The first is perhaps easier to refute, in that it is patently untrue: I know plenty of women who are hairy and have successful relationships with men. Furthermore, it is likely that not all of these women are attracted to men and so couldn’t care less whether they are attractive to them or not. Finally – and most importantly – the act of choosing to stop shaving is and should be made, first and foremost, for the woman herself. Of course, no individual exists in a vacuum, and we are all subject to structures of oppression such as patriarchy, capitalism, racism, homophobia and transphobia, ableism and so on; these structures manifest themselves not only via state apparatuses and institutions such as the media but also crop up in our interpersonal relationships and influence our individual choices. Nevertheless, there remains space for resistance and autonomy.

Secondly, many women ‘choose’ to continue removing their body hair, but to what extent can this be considered a free choice within a patriarchal, capitalist society? When every single media image we see of women is hairless and shaved, waxed or photo-shopped to perfection? When hairy women are derided both online and offline for the state of their body? When waxing salons offer their services to pre-teens, and firms such as Gillette spend millions of pounds every year on marketing?

My intention is not to shame women who continue to shave, and I am aware that when it comes to embracing one’s body hair the stakes are different for all of us; it is probably much easier for me as a white, middle-class person to do this than it might be for a trans woman, a working-class woman or a woman of colour. Even so, I think it is still useful for us to question why it is that many people believe that hairless women are inherently more desirable.

Body hair removal did not become a widespread practice in modern Europe until the 1920s, when hemlines rose and sleeveless dresses came into fashion. Razor manufacturers at the time saw this as an opportunity to create a new market, and soon started putting out adverts to stimulate demand for hair-removal products. Patriarchy and capitalism worked (and continue to work) together in order to foster insecurities in women and thus encourage them to buy more products. And because the idealised image of a hairless woman is impossible to maintain, women are encouraged not only to perpetually spend money on depilatory practices but also to participate in a never-ending, time-consuming cycle of hair removal: just one aspect of what Naomi Wolf has termed ‘beauty work’, or the extra labour that women are expected to perform in order to look even half-way respectable.

It is clear, then, that the act of hair removal is not simply influenced by patriarchy but also by capitalism and its imperative to consume endlessly.

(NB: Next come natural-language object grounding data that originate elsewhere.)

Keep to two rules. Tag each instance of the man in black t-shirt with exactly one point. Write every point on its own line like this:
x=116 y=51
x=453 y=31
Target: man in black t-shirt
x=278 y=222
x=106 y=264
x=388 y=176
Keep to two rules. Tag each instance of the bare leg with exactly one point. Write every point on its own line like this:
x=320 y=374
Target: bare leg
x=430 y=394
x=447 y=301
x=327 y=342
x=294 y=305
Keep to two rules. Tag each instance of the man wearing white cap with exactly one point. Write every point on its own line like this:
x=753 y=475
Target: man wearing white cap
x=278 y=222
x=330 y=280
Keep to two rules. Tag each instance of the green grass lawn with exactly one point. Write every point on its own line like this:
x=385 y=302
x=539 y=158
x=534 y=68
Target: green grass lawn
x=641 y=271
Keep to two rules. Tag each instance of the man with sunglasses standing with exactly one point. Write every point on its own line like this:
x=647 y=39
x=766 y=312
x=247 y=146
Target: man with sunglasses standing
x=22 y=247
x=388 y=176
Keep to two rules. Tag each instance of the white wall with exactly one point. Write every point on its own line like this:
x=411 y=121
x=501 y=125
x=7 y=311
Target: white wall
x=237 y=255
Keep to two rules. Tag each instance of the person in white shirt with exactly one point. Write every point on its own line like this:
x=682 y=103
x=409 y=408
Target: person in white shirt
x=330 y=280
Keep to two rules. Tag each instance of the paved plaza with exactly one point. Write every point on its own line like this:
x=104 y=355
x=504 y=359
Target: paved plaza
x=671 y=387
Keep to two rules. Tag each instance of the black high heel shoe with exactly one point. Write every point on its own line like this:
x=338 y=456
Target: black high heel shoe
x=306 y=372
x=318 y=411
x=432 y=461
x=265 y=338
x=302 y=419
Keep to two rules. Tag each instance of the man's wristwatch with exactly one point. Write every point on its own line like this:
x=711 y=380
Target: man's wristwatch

This is why for women throwing away the razor is still a radical act of both feminism and anti-capitalism. If the personal is political then the act of not shaving can be seen as an example of direct action. Refusing to depilate is a step towards body positivity and self-love whilst sticking two fingers up to the ad-man. It is a fuck-you to gender-policing homophobes and transphobes and a rejection of the anxiety-inducing, body-shaming messages of the beauty and fashion industries. Until every woman has the real choice to leave her house hairy and unshaven and not be subjected to harassment and criticism, there is a need for body-hair activism. As Janet Fraser once said, “all that time I save in body hair removal, I devote to revolution.”